Les bactéries parodontopathogènes sont classées en complexes en fonction de leurs propriétés et de leur pathogénicité. Ces complexes coexistent étroitement par la création d’une une base de vie commune et appropriée.

Colonisateurs précoces

Les bactéries des complexes vert et associé orange peuvent adhérer au moyen des fimbriae à la membrane et résister ainsi au liquide du sulcus. Ces colonisateurs dits précoces forment ainsi la base de la colonisation du sulcus par d’autres bactéries de la parodontite. Ils sont considérés davantage comme modérément pathogènes. En fonction de la concentration, un traitement purement mécanique suffit pour réduire ces germes.

Bactéries pionnières

Le complexe orange comprend les bactéries dites « pionnières » qui établissent la liaison entre les colonisateurs précoces et les germes fortement pathogènes du complexe rouge. Le potentiel pathogène de ces germes marqueurs est clairement élevé en raison de la production de différentes toxines et enzymes. Les germes du complexe orange sont responsables d’une perte d’attache évolutive et d’une augmentation de la profondeur de poche.
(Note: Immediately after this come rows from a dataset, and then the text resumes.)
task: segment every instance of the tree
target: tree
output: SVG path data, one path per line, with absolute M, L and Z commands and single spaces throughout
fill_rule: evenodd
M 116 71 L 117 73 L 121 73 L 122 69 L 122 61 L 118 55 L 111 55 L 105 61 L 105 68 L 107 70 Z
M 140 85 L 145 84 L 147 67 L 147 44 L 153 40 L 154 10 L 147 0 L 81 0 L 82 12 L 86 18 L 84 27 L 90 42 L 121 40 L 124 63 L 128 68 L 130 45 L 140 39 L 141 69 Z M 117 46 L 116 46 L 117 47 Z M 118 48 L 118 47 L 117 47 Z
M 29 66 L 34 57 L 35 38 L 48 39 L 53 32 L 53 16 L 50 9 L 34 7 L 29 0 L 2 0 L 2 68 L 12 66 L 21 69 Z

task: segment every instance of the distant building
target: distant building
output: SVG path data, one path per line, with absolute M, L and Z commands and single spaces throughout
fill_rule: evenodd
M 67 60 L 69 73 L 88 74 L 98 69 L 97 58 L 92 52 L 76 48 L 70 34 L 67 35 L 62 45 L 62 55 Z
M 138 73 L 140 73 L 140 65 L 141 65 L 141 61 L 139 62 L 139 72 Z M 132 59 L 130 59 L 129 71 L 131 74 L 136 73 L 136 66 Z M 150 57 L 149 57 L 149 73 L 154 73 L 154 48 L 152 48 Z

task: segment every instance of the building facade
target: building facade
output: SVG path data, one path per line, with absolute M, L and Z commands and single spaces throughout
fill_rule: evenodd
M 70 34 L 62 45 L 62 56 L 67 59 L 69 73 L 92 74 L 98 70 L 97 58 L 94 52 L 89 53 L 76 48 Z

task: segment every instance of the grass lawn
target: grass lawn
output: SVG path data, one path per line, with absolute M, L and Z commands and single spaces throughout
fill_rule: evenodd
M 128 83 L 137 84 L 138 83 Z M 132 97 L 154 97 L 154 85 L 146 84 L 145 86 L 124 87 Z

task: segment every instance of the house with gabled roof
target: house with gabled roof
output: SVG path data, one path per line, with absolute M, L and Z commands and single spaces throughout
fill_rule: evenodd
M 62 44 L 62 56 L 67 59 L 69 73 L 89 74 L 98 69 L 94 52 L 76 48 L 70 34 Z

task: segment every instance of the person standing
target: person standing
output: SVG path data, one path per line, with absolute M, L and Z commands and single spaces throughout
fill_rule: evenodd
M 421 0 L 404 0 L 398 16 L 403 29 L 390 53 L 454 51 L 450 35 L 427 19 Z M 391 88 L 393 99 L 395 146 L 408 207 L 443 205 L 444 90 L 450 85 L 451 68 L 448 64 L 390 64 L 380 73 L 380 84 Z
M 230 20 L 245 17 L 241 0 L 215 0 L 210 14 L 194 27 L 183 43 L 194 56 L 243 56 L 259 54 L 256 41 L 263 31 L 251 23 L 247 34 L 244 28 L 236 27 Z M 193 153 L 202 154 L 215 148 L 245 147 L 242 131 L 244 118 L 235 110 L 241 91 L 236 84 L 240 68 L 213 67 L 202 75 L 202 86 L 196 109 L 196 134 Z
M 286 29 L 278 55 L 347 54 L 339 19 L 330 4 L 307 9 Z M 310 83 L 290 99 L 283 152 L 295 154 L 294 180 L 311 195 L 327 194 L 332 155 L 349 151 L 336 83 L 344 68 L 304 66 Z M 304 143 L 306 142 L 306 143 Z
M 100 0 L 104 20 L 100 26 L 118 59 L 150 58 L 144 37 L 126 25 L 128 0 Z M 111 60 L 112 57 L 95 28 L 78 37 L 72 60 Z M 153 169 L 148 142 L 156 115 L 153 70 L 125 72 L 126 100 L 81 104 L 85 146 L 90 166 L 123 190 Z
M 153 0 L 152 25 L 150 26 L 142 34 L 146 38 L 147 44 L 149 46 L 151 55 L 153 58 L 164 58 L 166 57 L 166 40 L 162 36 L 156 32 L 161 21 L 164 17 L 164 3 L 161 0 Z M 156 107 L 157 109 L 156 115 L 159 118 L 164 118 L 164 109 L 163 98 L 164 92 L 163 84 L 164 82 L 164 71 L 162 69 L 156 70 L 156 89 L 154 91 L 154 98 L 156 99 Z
Par leur métabolisme, ces bactéries forment par ailleurs la base de vie des germes anaérobies du complexe rouge et de leur colonisation du sillon.

Complexes bactériens

Climax community

L’apparition des germes du complexe rouge et du complexe Aa est caractéristique de la phase finale de la colonisation qui se termine par la formation d’une communauté bactérienne stable (climax community). La colonisation avec ces bactéries responsables de la destruction du parodonte repose sur la présence des espèces moins pathogènes mentionnées plus haut. Par la production de facteurs viraux puissants, les espèces de germes marqueurs hautement pathogènes du complexe rouge et du complexe Aa favorisent considérablement la destruction des tissus mous et osseux. Leur capacité à pénétrer le tissu compromet le traitement de sorte qu’une instrumentation mécanique se révèle souvent insuffisante.